Auch sie bekamen die Streupellets, ein Kartonhäuschen sowie ein kleines Metallrad mit offener Sprossenlauffläche und seitlichen Metallstreben. Es dauerte nicht lange, da hing Puselocke in den seitlichen Streben und Bounty versuchte im Rad zu rennen. In der Nacht starb Puselocke. Vermutlich an den massiven inneren Vereltzungen und Knochenbrüchen. Ein tragischer Unfall oder hätte man es verhindern können?
Ich war 15 als ich von einem Freund der Familie einen Chinchilla und einen Degu übernommen habe.

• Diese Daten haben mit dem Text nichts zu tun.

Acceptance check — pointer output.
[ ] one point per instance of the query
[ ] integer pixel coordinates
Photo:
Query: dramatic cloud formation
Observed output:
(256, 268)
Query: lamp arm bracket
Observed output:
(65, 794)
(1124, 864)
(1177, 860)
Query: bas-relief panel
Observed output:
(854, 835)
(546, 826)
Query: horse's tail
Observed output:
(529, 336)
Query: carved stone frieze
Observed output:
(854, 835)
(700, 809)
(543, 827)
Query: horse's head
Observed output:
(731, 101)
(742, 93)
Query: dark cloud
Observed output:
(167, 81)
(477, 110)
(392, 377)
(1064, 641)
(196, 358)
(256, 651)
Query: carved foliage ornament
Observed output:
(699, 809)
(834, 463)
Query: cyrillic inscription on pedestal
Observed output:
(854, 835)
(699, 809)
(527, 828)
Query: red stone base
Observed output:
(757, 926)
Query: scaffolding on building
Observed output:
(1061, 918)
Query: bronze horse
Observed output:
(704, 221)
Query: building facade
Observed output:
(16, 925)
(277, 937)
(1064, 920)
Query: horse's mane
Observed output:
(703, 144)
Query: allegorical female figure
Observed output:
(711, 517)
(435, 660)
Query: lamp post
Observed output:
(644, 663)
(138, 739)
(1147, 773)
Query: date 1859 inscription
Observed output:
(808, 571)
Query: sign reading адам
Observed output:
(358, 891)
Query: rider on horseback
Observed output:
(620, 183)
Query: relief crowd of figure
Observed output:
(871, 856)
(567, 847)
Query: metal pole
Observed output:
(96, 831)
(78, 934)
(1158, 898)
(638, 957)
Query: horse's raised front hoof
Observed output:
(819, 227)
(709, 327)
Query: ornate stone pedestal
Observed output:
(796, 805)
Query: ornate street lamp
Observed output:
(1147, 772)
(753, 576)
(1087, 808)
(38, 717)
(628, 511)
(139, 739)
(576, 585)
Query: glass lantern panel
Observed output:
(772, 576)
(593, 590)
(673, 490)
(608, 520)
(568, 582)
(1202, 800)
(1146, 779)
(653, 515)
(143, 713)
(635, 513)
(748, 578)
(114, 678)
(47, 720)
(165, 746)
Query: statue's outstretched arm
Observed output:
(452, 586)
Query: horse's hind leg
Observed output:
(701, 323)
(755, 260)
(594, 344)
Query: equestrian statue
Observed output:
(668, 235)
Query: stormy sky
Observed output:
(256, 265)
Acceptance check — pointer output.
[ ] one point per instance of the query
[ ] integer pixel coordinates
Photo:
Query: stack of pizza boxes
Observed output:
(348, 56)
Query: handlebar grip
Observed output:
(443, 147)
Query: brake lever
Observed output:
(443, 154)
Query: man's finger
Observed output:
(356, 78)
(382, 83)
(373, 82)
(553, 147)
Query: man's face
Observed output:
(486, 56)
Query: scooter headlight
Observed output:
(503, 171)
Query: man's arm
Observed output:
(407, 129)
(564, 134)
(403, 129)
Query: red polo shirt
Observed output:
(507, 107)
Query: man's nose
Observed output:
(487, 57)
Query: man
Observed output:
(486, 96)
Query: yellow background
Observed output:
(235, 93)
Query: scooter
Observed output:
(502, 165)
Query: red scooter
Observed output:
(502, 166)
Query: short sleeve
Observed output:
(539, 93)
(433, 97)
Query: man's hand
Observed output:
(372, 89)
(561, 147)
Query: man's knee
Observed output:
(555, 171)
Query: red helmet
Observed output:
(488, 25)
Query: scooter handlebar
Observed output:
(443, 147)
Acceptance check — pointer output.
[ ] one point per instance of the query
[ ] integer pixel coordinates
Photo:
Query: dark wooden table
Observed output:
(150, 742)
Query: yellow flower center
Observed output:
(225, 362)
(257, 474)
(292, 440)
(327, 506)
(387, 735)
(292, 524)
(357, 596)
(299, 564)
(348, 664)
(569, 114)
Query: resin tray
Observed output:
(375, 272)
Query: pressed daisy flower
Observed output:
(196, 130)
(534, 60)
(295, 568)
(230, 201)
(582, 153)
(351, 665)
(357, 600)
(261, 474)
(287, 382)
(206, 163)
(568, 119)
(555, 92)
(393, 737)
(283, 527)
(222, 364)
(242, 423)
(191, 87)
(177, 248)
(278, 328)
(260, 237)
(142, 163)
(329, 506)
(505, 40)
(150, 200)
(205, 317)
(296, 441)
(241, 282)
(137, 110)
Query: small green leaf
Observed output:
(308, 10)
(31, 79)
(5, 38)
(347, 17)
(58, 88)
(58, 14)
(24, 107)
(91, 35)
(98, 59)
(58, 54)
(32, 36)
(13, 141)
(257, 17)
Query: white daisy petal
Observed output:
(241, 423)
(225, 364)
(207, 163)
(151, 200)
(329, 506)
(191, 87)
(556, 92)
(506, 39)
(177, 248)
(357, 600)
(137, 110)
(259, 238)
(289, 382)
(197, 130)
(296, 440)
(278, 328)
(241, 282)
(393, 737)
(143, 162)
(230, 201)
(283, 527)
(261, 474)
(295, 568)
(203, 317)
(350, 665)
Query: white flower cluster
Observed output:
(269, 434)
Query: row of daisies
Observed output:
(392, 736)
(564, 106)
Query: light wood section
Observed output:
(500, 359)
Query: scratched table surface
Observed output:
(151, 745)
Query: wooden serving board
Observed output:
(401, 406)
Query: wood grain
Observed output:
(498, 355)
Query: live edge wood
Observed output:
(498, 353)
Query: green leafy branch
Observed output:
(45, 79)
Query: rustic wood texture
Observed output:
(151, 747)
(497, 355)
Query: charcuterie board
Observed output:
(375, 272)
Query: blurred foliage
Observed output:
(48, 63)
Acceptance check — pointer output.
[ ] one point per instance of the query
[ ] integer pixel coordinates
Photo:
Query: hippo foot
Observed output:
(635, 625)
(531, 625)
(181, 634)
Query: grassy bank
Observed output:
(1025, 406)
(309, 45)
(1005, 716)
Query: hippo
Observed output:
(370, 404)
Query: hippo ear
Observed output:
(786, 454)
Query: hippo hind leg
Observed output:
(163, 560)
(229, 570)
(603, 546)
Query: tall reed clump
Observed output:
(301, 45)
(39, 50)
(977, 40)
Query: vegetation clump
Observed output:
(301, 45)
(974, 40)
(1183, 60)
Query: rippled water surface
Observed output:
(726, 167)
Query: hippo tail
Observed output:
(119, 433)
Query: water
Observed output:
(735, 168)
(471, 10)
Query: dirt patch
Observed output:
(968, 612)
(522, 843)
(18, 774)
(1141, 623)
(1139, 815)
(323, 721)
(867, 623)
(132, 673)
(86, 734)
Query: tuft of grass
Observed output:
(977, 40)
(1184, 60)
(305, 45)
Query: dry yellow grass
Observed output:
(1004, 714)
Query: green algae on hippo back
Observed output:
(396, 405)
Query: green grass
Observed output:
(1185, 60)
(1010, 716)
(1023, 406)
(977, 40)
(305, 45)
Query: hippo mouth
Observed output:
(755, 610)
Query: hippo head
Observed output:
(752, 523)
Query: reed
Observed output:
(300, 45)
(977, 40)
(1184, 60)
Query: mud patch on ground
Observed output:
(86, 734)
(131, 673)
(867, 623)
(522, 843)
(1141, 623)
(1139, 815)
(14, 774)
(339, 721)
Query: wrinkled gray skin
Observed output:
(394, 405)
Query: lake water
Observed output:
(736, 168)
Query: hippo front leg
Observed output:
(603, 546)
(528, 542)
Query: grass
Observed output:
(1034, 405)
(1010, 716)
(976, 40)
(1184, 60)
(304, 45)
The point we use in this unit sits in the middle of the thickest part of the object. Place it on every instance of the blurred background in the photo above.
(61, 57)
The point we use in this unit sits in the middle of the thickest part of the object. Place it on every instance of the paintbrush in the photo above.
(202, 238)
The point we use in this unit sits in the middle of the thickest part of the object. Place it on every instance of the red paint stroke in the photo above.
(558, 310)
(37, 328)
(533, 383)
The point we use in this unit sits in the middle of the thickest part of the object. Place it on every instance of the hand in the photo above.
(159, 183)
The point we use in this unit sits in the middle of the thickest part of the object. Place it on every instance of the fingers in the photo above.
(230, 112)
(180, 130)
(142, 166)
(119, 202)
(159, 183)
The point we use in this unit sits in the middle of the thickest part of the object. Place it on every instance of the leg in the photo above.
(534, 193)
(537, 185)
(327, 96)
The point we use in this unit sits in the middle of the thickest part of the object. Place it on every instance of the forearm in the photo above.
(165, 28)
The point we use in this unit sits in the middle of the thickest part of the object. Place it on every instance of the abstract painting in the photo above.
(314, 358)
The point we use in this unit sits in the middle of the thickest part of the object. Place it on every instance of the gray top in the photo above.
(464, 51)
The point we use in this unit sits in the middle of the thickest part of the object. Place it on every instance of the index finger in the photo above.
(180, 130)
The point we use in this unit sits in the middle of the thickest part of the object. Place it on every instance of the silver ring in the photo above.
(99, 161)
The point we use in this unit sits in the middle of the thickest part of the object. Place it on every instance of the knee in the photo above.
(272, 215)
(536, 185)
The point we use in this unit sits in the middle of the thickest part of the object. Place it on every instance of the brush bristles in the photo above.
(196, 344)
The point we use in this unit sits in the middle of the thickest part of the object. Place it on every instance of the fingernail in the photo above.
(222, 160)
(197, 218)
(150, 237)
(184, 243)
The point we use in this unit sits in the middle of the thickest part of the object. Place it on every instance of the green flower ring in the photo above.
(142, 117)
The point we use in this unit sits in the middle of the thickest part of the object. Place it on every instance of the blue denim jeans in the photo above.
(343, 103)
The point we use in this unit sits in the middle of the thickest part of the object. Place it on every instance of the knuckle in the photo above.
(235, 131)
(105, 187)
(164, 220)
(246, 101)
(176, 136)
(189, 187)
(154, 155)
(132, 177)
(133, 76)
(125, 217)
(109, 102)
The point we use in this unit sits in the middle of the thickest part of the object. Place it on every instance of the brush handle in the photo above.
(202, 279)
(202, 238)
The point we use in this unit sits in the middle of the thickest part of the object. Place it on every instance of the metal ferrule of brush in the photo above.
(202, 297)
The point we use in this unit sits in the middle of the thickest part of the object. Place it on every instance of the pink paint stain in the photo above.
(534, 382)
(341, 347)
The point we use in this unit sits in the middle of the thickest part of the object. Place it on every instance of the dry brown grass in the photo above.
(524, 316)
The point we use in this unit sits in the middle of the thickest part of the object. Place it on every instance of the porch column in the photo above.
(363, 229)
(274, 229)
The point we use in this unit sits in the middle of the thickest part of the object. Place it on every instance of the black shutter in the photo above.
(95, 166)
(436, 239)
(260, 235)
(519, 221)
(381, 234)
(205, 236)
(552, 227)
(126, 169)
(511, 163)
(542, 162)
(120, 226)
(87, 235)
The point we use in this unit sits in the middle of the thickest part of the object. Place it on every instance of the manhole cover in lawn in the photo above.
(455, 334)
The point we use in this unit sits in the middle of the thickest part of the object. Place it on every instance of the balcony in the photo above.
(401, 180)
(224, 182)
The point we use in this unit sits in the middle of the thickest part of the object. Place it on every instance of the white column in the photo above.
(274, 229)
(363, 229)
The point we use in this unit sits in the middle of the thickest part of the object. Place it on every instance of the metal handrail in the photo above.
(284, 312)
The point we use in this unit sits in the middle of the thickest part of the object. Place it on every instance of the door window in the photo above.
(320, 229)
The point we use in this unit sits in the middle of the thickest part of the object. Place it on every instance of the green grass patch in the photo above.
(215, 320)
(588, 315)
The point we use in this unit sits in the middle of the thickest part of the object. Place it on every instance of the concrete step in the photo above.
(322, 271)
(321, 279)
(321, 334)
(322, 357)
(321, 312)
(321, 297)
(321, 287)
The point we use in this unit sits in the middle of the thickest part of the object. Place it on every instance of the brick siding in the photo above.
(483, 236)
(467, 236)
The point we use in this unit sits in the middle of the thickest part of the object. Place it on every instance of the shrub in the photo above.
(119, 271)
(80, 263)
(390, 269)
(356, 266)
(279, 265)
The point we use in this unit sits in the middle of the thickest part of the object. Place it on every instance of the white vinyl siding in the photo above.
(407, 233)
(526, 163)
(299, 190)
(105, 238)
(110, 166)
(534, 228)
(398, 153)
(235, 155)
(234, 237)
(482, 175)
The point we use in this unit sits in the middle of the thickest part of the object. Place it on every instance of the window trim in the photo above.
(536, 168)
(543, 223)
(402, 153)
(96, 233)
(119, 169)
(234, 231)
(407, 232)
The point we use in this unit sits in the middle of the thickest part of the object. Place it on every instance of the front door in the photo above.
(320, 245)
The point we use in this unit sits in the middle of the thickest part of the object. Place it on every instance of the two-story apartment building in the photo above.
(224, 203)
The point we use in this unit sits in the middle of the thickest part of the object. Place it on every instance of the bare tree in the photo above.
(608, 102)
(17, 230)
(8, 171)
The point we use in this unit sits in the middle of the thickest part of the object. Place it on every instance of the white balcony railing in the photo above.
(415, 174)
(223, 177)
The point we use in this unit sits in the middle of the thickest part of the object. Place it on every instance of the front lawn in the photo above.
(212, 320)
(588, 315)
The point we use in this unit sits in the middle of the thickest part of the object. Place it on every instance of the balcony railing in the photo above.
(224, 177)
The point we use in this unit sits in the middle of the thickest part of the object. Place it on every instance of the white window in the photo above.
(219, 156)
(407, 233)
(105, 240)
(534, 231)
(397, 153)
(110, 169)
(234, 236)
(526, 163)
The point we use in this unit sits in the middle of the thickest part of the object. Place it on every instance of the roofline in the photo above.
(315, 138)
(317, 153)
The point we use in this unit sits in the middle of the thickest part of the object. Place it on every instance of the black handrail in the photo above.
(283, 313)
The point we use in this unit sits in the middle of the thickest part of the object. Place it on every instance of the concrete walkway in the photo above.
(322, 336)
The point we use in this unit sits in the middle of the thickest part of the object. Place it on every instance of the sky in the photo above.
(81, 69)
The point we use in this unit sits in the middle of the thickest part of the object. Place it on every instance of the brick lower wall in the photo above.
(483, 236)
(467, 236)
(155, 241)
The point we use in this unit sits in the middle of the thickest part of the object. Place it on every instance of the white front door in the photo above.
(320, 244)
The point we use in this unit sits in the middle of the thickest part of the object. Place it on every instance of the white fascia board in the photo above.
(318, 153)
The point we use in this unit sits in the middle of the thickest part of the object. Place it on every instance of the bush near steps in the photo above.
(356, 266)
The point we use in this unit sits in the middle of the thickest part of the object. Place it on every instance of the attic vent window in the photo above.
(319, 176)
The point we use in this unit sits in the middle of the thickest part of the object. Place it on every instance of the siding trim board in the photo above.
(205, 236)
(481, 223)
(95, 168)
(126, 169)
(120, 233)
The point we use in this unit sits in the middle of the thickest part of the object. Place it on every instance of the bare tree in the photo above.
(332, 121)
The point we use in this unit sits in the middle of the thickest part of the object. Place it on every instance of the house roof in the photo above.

Chilli und Diego lebten zusammen auf einer Grundfläche von ca. 0,72m² bei einer Höhe von etwa 170cm. Ausreichend, oder?
Beide fraßen identisches Pelletfutter aus dem Zooladen und lebten glücklich und zufrieden miteinander. Diego ging es irgendwann schlecht und ich ging zum Tierarzt. Dort stellte sich heraus, dass Diego eine Gebärmutter hatte und diese entzündet war. Daran starb Diega dann auch kurze Zeit später. Chilli folgte ihr kurz darauf. Sicher aus Trauer und nicht wegen der schlechten Haltung und Einsamkeit, oder?
Spencer, ein Goldhamster, zog bei mir ein, da muss ich etwa 17 gewesen sein. Mittlerweile waren die Haltungsinfos andere und so bekam er einen tollen Gitterkäfig mit einem richtig hübschen Tunnelsystem aus Kunststoff und mehreren Ebenen. Außerdem liebte er es in seinem Joggingball durch die Wohnung zu flitzen. Eines Tages lag er jedoch einfach tot im Käfig. Wäre das zu verhindern gewesen?
Endlich 18. Eigene Entscheidungen treffen. Verliebt bis über beide Ohren kaufte ich mir mit meinem Freund Ratten. Wir fanden die Idee toll, die Ratten auf unserer Schulter sitzen und in der Kapuze schlafen zu lassen. Im Zooladen bekamen wir alles, was wir brauchten. Tolles, teures Futter, einen „großen“ Käfig mit vielen Etagen und einer Grundfläche von ca. 0,5m² bei einer Höhe von ca. 160cm. Wir fühlten uns richtig gut beraten. So lebten Hatschi und Gismo etwa 2,5 Jahre bis sie beide kurz hintereinander wegen Atemwegsinfekten eingeschläfert werden mussten. Bis dahin hatten sie aber ein gutes Leben… oder?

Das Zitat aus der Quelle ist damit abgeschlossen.